Da sabato 5 settembre 2020 riprendono i concerti al Museo del Saxofono. Tutti i sabato sera di settembre cittadini, musicisti ed appassionati potranno godere di un ricco programma di concerti e spettacoli dal vivo con la possibilità di visitare il museo straordinariamente aperto anche di sera.

Un’iniziativa tesa a promuovere ed avvicinare alla musica dal vivo ma, soprattutto, una manifestazione che, con incisiva caparbietà, intende proseguire nella riconquista della serenità e della bellezza attraverso la musica. Nel periodo del lockdown, svuotati ed impotenti, sopraffatti da ansia e sconcertati per l’incertezza del nostro futuro, ci siamo profondamente confusi. La musica ci ha aiutato a non smarrirci, parlando al corpo ed alla mente, suscitando emozioni che allentano le nostre tensioni rilassandoci ed energizzandoci. La musica trasforma il nostro corpo in una cassa di risonanza, crea armonie e dissonanze, intreccia note, emozioni, memoria ed identità creando i presupposti emotivi fondamentali per un riavvio alla normalità.

Programma

Sabato 5 settembre

Apre la rassegna, il concerto del The Jazz Russell & Friends capeggiato da Filippo Delogu, una formazione che ha l’ambizione di portare nel repertorio del jazz tradizionale l’approccio più libero del jazz contemporaneo. Componenti di sezioni ritmiche di rinomate band della scena swing e jazz mainstream italiana, i Jazz Russell cercano una voce unica con l’apporto di tutti gli strumenti e senza un solista in particolare, basandosi sull’affiatamento musicale e personale costruito in anni di collaborazioni comuni.

Filippo A. Delogu (chitarra), Andrea Nuzzo (Hammond & Rhodes), Alfredo Romeo (batteria) e Davide Richichi (tromba).

Sabato 12 settembre

È la volta del  Luca Velotti 4ET con lo spettacolo “Where the rainbow ends”. Luca Velotti ovvero l’ancia elegante del jazz italiano, leader storico dell’orchestra di Paolo Conte con il suo straordinario ensemble accompagnerà il pubblico in un viaggio musicale dai mille colori, dallo swing di New York al blues di Chicago all’eleganza dello choro brasiliano.

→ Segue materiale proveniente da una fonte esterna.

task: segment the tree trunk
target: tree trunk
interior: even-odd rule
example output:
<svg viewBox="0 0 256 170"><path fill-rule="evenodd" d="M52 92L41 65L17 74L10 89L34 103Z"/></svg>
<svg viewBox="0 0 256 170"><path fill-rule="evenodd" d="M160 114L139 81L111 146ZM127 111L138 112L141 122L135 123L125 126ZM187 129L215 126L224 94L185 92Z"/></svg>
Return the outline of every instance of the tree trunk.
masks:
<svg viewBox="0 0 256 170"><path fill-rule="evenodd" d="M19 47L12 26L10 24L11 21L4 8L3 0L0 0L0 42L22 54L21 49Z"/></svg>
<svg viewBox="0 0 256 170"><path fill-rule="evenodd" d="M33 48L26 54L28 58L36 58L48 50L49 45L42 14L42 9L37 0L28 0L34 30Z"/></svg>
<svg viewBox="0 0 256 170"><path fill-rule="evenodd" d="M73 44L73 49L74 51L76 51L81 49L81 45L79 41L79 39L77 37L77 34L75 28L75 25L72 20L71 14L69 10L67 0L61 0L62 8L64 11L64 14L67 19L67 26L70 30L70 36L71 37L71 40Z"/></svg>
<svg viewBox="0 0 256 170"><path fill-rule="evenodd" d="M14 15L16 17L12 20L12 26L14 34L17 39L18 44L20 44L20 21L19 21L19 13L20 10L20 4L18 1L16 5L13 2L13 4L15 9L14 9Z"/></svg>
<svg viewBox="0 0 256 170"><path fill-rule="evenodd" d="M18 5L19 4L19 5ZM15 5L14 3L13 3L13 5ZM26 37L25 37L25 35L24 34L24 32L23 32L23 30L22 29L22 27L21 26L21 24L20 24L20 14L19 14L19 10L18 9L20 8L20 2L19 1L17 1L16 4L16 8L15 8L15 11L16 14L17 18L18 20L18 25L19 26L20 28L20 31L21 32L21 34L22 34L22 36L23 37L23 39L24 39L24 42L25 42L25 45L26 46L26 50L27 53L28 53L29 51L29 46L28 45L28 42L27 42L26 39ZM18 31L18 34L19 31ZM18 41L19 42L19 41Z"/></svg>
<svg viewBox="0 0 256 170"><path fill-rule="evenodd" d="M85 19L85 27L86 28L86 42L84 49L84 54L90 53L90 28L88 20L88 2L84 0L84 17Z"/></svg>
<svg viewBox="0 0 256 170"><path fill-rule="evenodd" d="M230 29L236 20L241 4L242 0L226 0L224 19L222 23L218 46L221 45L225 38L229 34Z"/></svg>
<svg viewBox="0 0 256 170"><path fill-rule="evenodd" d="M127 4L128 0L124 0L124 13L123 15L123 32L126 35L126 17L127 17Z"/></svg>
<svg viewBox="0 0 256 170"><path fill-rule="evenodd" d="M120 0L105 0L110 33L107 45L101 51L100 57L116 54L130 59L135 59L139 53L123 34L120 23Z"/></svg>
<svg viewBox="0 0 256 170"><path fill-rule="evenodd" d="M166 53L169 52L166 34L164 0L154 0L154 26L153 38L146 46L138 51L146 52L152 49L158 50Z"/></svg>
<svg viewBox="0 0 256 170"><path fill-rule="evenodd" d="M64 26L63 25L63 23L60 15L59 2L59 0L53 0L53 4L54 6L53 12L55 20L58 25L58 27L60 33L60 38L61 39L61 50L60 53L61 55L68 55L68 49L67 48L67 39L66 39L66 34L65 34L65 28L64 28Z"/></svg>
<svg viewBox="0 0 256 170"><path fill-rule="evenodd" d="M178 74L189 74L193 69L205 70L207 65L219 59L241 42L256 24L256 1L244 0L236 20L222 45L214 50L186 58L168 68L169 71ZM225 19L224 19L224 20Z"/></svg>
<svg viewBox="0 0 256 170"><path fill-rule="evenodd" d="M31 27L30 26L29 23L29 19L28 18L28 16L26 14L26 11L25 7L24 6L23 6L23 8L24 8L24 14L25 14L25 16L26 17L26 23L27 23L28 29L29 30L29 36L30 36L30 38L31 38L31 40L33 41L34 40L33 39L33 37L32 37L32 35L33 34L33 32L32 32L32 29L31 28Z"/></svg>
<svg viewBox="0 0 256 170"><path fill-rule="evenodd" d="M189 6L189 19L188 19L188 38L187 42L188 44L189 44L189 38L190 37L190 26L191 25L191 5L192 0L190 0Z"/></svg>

Luca Velotti (clarinetto e sassofoni), Michele Ariodante (chitarra a 7corde e voce), Gerardo Bartoccini (contrabbasso) e Carlo Battisti (batteria).

Sabato 19 settembre

È di scena il  Alberto Botta & Friends, con lo spettacolo “…una botta di swing!”. Alberto Botta, il mitologico batterista di Renzo Arbore e di “Quelli della Notte”, accerchiato dai migliori musicisti swing della capitale ricrea l’atmosfera e lo spirito estroverso dell’epoca swing quando il jazz era musica popolare e di intrattenimento, una musica gioiosa da ballare che voleva far divertire la gente.

Alberto Botta (batteria), Antonella Aprea (voce solista), Carlo Ficini (trombone), Attilio di Giovanni (pianoforte), Giuseppe Ricciardo (saxofono) e Giulio Scarpato (contrabbasso).

Sabato 26 settembre

Chiudono la rassegna i TheROMA con lo show “Roma che mi guardi”. Protagonisti Alberto Laurenti e Nadia Natali, un fascinoso connubio di voci che affondano le radici nella tradizione ma guardano avanti mediante arrangiamenti eleganti e trasversali che ibridano armonie antiche con ritmi e suoni world. Una proposta musicale originalissima e da incastonare nel tessuto artistico più prezioso della Città Eterna.

Alberto Laurenti (voce e chitarra), Nadia Natali (voce solista).

Gli eventi saranno gestiti ed organizzati nel pieno rispetto di tutte le normative anti-covid prevedendo un ingresso contingentato fino ad un massimo di 80 persone e la prenotazione obbligatoria con prevendita sul sito liveticket o chiamando i numeri 06.61697862 – 347.5374953.

Prima dell’inizio del primo concerto (ore 21.00) è prevista un’apericena d’intrattenimento (ore 20.00).